Statements and expressions are two fundamental concepts in programming. Coming from other languages, I understood them as:

  • Statements do not return a value and typically end with ;
  • Expressions evaluate to a value and do not end with ;

However, I found this explanation incomplete when reading the Rust Programming Language book, particularly regarding this sentence:

Calling a macro is an expression

I’ve been using the println! macro thinking when I use it, it’s a statement. As also noted by the ; at the end of it.

println!("hello");

Running this code also does not return anything. So I was a little confused.

It turns out that the above example is called an “expression-statement”.

Expression Statement

“Expression-statement” is a term from programming language theory and compiler design. They are expressions that are turned into statements by adding ; at the end.

println!("hello") without the semicolon is an expression that returns a value — specifically, it returns the unit type (). The semicolon at the end is actually turning that expression into a statement.

// This is an expression that evaluates to ()
println!("hello")

// This is an expression-statement (the ; converts it)
println!("hello");

In Rust, every expression evaluates to some value. When there’s no meaningful value to return, Rust uses the unit type (), which represents “nothing” or “no meaningful value.” This is different from truly returning nothing — it’s returning a specific type that says “I completed but have no data to give you.

Consider the following example:

let x = println!("hello");
// x has type (), the unit type

This compiles fine because println! does return something — just not something useful.

The semicolon at the end is what makes println!("hello"); a statement rather than leaving it as an expression. Without the semicolon in certain contexts like at the end of a function, I’d be returning () as the function’s return value.

So, the book is correct (obviously): calling a macro is an expression. It’s just that many macros like println! evaluates to (). The statement part comes from adding the semicolon, which discards that () value and turns the whole thing into an expression-statement.

What are true statements in Rust?

  1. let bindings (variable declarations)
let x = 5; 
let mut y = 10; 
let z: i32 = 33;
  1. Item declarations (functions, structs, enums, etc)
fn my_function() {
    //,,,
}

struct MyStruct {
    field: i32,
}

enum MyEnum {
    Variant1,
    Variant2,
}

impl MyStruct {
    //...
}

These are the only true statements in Rust that don’t evaluate to any value — not even (). They define things rather than compute values.

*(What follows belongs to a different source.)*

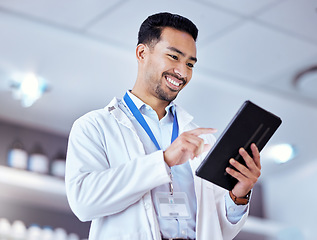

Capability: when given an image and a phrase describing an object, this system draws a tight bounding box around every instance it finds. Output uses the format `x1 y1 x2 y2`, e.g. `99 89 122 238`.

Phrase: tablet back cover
196 101 282 191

Everything else I might think of as a “statement” is actually an expression or an expression-statement (an expression followed by a semicolon).

Summary

  • True statements: let bindings and item declarations (no value at all)
  • Expressions: everything else (always evaluates to some value)
  • Expression-statements: expressions with a semicolon that discards their value

This is why Rust is often called an “expression-oriented language” — almost everything produces a value!

Ok, so I get that. Then how do you explain this?


let result = loop {
    counter += 1;

    if counter == 10 {
        break counter * 2; // break "carries" the value counter * 2
    }
};

result is bound to the value 20 after the loop which is the result of evaluating counter * 2. Then it looks like break counter * 2; is returning a value.

Well, break counter * 2; is another expression-statement.

  • counter * 2 is an expression
  • break counter * 2 is a break expression that “carries the value counter * 2 out of the loop
  • The semicolon makes it an expression-statement

If you look at the type of the break expression itself, it’s actually ! (the “never” type), because break never returns to the point where it was called — it jumps out of the loop. But it does carry a value that becomes the value of the loop expression.

The important thing to understand is that the semicolon doesn’t “discard” the break value the way it would discard the value of a normal expression.

The ! (never) type doesn’t mean “doesn’t return anything” — it means “never returns at all” in the sense that execution never continues past this point. It’s about control flow, not about values. This is special behavior for control flow expressions like break and return. The semicolon is conventional/stylistic, but the value is still carried through or even returned (to the loop).